Para tanto, recorda-se, entendeu-se em sede da sentença recorrida que, não obstante a indemnização - efectivamente - paga pelo FGA aos Pais da falecida [ porque à data do acidente de viação que a vitimou não era o responsável – e ora Réu - pela ocorrência do mesmo , e proprietário de veículo automóvel, titular de seguro que garantisse a responsabilidade pela reparação de danos patrimoniais e não patrimoniais causados a terceiros por veículo automóvel – cfr. Artºs 1º e 2, do Decreto-Lei n.º 522/1985, de 31 de Dezembro ] , a verdade é que não alegou nem provou o Fundo na acção intentada que os indemnizados J.. e A.. hajam sofrido um qualquer e efectivo dano pela morte da sua filha, e , consequentemente, a indemnização que lhes foi paga pelo Fundo não teve fundamento.
Logo, tendo “pago mal”- no entender, implícito, do tribunal a quo - , não assiste assim ao FGA o direito de exigir do responsável pelo acidente de viação o pagamento da indemnização que o Fundo atribuiu/pagou aos familiares da vítima.
Já dissentindo do entendimento sufragado na sentença apelada, considera porém o apelante FGA que, além de existirem outros fundamentos que justificam o desacerto da sentença recorrida nesta parte, a verdade é que “ a jurisprudência não deixa de entender que, salvo casos excepcionais, o dano resultante da morte de familiar próximo constitui facto notório que não carece nem de ser alegado nem provado, bastando ser expressamente peticionado”, como foi o caso.
Quid Juris ?.
Ora, antes de mais, importa recordar que, por força do disposto no artº 21°, nºs 1 e 2°, do DL n.º 522/85, de 31 de Dezembro, ao Fundo de Garantia Automóvel compete satisfazer as indemnizações decorrentes de acidentes originados por veículos sujeitos ao seguro obrigatório e que sejam matriculados em Portugal, incumbindo ao FGA garantir , por acidente originado pelos veículos referidos , v.g. , a satisfação das indemnizações por " Morte ou lesões corporais. quando o responsável seja desconhecido ou não beneficie de seguro válido ou eficaz ".
O Fundo de Garantia Automóvel, portanto, quando é chamado a indemnizar os lesados de acidentes de viação, actua, não na qualidade de responsável - que o não é - pela obrigação de indemnização em causa, mas tão só como simples garante do pagamento das indemnizações devidas a terceiro pelo sujeito da obrigação de segurar [ o responsável directo e imediato, e que deu causa ao acidente] e que, não obstante, não cumpriu esta última obrigação.

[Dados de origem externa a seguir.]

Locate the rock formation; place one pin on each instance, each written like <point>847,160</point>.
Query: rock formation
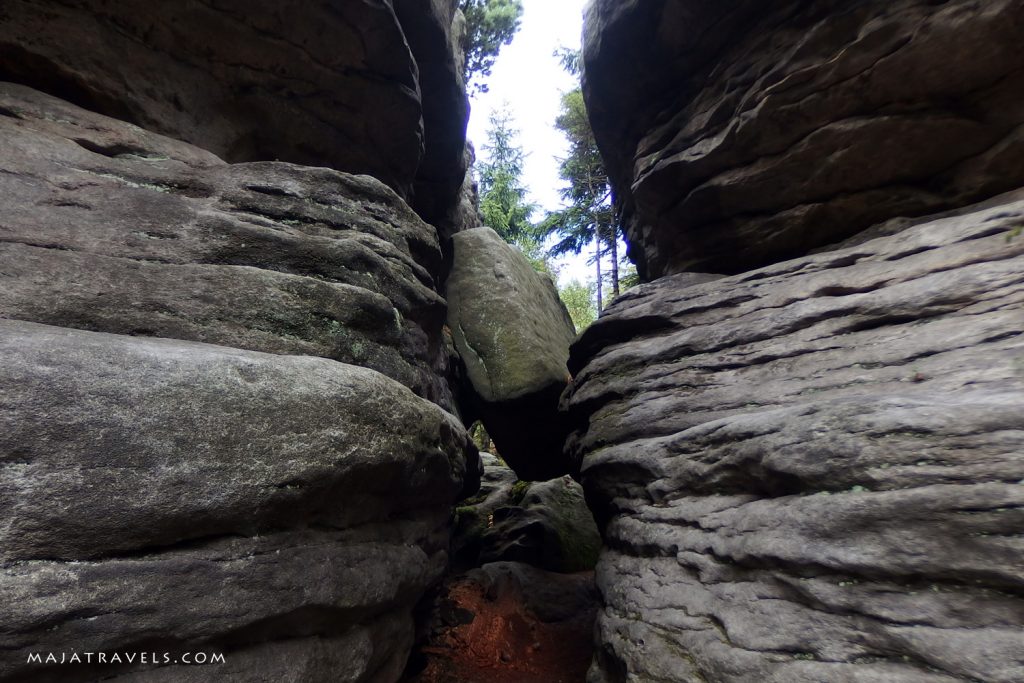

Mas, uma vez satisfeitas pelo FGA as competentes indemnizações devidas aos terceiros lesados, fica ele ( cfr. Art° 25°, nº l , do DL nº 522/85 acima referido) sub-rogado nos direitos do lesado, que o mesmo é dizer, adquire então, e na medida da satisfação do interesse do credor, os poderes que a este competiam ( cfr. Art°s 592° e 593°, nº l, do CCivil ).
Tal equivale a dizer que, o FGA, como sub-rogado, fica investido na posição jurídica até aí atribuída ao credor da relação obrigacional ancorada em responsabilidade civil extracontratual (1) .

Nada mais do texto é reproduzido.